La plaza de Santa Ana es el pulmón y el corazón de un barrio tan castizo como cosmopolita, barrio de las Tablas y de las Letras, de las Musas y de las músicas, el barrio de los cómicos y de los corrales de comedias, en cuyo laberíntico casco vivieron Lope de Vega, Cervantes, Góngora y Quevedo; barrio en el que pasados los siglos confluyeron intelectuales y toreros, 'tiene que haber gente pa tó', que dijo el diestro. En la plaza de Santa Ana se enfrentan la clásica fachada del teatro Español y la más moderna e historiada mole de un hotel con historia; entre ambos edificios se desgrana un rosario de tabernas y cervecerías que preside por su abolengo la Cervecería Alemana, un establecimiento clásico que hace frente a los embates de los tiempos y las modas sin variar un ápice ni su decorado ni su oferta: en 'la Alemana' saben tirar las cañas y rebozar el bacalao y en sus veladores de mármol funerario se reúne una variopinta y bullidora clientela. Hemingway también estuvo allí, aunque ninguna placa lo recuerde; al fin y al cabo, el escritor yanqui estuvo en casi todos los bares que le salieron al paso en sus agitadas y alcohólicas andanzas.

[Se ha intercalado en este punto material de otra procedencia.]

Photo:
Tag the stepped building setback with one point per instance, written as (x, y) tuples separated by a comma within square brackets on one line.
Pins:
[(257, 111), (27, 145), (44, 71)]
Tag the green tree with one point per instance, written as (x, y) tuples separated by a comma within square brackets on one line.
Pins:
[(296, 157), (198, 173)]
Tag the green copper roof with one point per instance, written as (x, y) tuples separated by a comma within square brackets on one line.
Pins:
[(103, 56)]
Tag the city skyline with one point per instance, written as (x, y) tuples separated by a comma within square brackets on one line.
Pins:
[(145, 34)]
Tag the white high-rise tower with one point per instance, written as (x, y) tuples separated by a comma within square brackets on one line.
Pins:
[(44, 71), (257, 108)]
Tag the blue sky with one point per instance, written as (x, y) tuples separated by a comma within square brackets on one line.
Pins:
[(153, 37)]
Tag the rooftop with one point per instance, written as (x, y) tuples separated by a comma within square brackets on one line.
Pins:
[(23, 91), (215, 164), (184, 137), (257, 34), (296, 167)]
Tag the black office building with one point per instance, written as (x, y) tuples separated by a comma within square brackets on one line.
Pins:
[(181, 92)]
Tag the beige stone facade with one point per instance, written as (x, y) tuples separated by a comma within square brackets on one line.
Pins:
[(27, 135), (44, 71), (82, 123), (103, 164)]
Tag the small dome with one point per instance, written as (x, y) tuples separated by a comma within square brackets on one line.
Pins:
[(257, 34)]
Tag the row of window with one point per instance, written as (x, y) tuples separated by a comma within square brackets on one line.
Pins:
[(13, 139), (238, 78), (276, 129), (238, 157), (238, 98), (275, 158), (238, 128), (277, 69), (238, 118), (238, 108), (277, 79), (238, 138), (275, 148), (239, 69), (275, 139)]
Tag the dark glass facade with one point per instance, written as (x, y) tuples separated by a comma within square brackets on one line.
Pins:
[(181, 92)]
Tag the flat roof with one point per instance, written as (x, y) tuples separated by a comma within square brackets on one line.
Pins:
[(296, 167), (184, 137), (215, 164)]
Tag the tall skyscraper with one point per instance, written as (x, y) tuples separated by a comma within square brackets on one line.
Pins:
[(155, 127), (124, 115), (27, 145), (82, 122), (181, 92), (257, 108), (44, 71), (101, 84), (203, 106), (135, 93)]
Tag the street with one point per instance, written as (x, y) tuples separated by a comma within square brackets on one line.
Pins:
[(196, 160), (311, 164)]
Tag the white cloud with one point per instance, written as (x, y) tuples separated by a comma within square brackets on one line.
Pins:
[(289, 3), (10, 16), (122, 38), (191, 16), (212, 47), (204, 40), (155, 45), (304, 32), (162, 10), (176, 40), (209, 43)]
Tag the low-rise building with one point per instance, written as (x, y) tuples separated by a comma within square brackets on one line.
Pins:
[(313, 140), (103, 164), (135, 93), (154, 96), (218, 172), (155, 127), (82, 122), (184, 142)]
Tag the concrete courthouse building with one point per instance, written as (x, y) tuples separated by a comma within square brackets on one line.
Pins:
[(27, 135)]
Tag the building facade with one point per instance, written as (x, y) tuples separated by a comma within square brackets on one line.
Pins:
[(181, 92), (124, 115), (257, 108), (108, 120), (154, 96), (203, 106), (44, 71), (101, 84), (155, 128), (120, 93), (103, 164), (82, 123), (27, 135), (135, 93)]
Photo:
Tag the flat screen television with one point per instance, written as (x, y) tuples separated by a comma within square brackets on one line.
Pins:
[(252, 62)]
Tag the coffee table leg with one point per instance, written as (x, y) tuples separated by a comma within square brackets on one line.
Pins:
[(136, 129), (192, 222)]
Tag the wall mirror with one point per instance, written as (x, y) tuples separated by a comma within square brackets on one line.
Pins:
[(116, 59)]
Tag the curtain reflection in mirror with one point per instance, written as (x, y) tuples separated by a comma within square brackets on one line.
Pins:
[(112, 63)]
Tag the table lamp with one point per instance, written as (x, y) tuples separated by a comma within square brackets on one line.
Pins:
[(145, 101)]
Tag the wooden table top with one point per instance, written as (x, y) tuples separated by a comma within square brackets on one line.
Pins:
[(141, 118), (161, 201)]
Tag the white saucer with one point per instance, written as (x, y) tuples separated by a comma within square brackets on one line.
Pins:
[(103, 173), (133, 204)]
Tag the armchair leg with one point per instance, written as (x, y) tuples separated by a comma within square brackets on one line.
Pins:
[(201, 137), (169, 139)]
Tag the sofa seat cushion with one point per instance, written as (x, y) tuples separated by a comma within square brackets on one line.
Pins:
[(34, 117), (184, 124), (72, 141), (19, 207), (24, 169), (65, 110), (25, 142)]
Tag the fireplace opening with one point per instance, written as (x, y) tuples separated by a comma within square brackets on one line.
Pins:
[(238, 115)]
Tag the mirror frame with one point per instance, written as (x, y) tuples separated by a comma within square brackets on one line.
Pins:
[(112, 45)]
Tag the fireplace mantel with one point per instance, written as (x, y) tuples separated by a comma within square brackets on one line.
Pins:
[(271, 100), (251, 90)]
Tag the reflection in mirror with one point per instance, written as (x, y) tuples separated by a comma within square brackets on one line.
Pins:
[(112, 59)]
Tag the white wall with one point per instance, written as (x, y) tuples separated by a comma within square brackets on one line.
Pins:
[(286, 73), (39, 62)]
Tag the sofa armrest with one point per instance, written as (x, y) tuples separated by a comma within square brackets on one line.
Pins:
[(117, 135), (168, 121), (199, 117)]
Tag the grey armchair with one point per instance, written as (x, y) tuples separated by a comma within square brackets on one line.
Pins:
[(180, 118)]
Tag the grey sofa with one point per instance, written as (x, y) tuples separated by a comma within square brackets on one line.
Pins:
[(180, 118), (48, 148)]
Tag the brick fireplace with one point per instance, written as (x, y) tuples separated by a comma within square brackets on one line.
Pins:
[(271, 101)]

La plaza de Santa Ana se hizo y se sigue haciendo a sí misma, enmarcando un rectángulo arbolado y ajardinado que deshacen puntualmente los munícipes con reformas y contrarreformas a cual más desquiciada. Hierático y severo, don Pedro Calderón de la Barca sufre sobre su modesto pedestal los caprichos de los reformadores municipales. En el otro extremo de la plaza, frente al teatro de sus desvelos, Federico García Lorca también padece, desde hace poco, los inconvenientes de tan precaria ubicación en desafortunada efigie, estatuilla más que estatua, monumentillo de compromiso erigido con más pena que gloria.

Los taberneros y mesoneros de la plaza, entablillada y vallada una vez más, esperan, sin hacerse muchas ilusiones, el resultado de unas obras que entorpecen la circulación de los viandantes con precarias pasarelas y angostos pasillos. Pero ni la incomodidad del paso ni la fealdad del entramado de las obras se bastan para disuadir a la fiel parroquia y a los turistas que la tienen como punto vital de referencia en sus guías. La calle Huertas, con más fama que porte, es la vía principal del barrio, el viejo camino de perdición noctámbula que tomaban los paseantes del Prado, después de sus corteses rituales galantes y exhibicionistas. Galanes maduros y pisaverdes en flor, embozados en sus capas y a la sombra de sus chambergos, mudaban el paso y el continente y desembarazados de sus compromisos sociales, con una mano en el pomo del estoque y la otra aferrando los cordones de su bolsa, corrían al garito, el burdel o la taberna para mezclarse con hampones, hetairas y gentes de la farándula y probar las bondades de la mala vida por las esquinas anónimas y mal iluminadas.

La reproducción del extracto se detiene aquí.